Felsefe, hizmet ahlakçısını oynamak, hileyi yakalamaya çalışmak, çıkar gözetmeleri ortaya çıkarmak zorunda değildir; o temel olarak kişinin kendiyle barışmasına, eleştirel bir zihne sahip olmasında, dünyaya ve ötekilere açılma yetkisini her zaman güçlendirmeye yardımcı olur.
"Yürümek düşünmektir" diyordum. Belki de "hiçbir şey olmamış gibi" sözünü eklemeliydim buna, çünkü yürüyüş görüşlerin, düşüncelerin, düzenlemelerin uçarılığıyla birleşir.
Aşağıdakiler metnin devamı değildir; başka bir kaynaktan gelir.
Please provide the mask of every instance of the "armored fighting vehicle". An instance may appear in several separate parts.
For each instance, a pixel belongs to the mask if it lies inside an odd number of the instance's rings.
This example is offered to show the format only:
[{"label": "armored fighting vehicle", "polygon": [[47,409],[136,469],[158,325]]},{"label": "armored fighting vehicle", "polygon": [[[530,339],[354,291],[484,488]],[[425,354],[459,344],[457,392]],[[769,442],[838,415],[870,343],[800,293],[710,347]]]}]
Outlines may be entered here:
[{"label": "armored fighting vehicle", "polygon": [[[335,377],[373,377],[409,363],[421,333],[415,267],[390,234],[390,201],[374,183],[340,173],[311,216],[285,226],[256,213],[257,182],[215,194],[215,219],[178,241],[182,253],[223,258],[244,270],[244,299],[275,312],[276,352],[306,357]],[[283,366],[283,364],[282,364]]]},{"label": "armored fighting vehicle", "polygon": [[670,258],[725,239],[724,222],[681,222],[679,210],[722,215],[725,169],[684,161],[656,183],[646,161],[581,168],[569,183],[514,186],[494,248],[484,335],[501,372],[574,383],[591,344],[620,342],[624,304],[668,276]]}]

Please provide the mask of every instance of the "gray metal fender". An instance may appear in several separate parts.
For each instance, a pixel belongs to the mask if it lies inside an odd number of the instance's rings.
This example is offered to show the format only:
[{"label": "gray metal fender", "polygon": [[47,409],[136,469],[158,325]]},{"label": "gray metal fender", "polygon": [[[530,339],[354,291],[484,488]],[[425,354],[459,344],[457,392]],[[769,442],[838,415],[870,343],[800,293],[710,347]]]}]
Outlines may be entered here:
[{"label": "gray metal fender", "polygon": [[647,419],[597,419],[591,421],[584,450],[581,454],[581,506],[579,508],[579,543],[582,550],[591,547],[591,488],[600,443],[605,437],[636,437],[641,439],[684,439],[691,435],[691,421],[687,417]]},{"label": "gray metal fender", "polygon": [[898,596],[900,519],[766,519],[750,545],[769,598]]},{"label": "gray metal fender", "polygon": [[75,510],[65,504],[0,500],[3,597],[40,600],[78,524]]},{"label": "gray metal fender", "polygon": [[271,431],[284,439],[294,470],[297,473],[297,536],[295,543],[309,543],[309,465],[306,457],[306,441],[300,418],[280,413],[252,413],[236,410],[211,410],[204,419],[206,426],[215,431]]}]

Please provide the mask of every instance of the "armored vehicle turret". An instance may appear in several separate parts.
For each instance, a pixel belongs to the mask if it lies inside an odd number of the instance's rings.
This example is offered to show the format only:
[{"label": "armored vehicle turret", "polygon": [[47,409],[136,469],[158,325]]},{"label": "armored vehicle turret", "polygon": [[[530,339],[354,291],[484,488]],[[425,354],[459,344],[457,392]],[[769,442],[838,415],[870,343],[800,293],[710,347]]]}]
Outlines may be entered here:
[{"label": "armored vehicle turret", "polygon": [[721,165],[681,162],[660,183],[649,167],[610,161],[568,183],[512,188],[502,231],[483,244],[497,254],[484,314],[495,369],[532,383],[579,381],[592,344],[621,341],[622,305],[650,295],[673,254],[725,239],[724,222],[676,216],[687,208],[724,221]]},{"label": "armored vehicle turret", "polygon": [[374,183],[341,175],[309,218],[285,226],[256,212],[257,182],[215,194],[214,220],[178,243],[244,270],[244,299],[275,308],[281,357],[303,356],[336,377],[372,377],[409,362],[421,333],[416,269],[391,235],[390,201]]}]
Her bireyin kurtuluşunun mal edinme yetisine bağlı olduğunu düşünen tüketim toplumu ruhunun tersine, maddi olmayan malların, "bedeli olmayan şeylerin" , pazardan kaçan önemsiz şeylerin bana engin hazlar yaşattığını fark ediyorum.
Siz belki içten içe, lüksü, yapmak istediğiniz şeyi, istediğiniz zaman yapma özgürlüğüyle ilişkilendiriyorsunuzdur. En azından ben öyle hissediyorum ve o durumda, lüksün gerçek anlamda bir bedeli kalmıyor, maddi bir görünümü bile olmuyor, her şeyden önce bir duruşu yansıtıyor.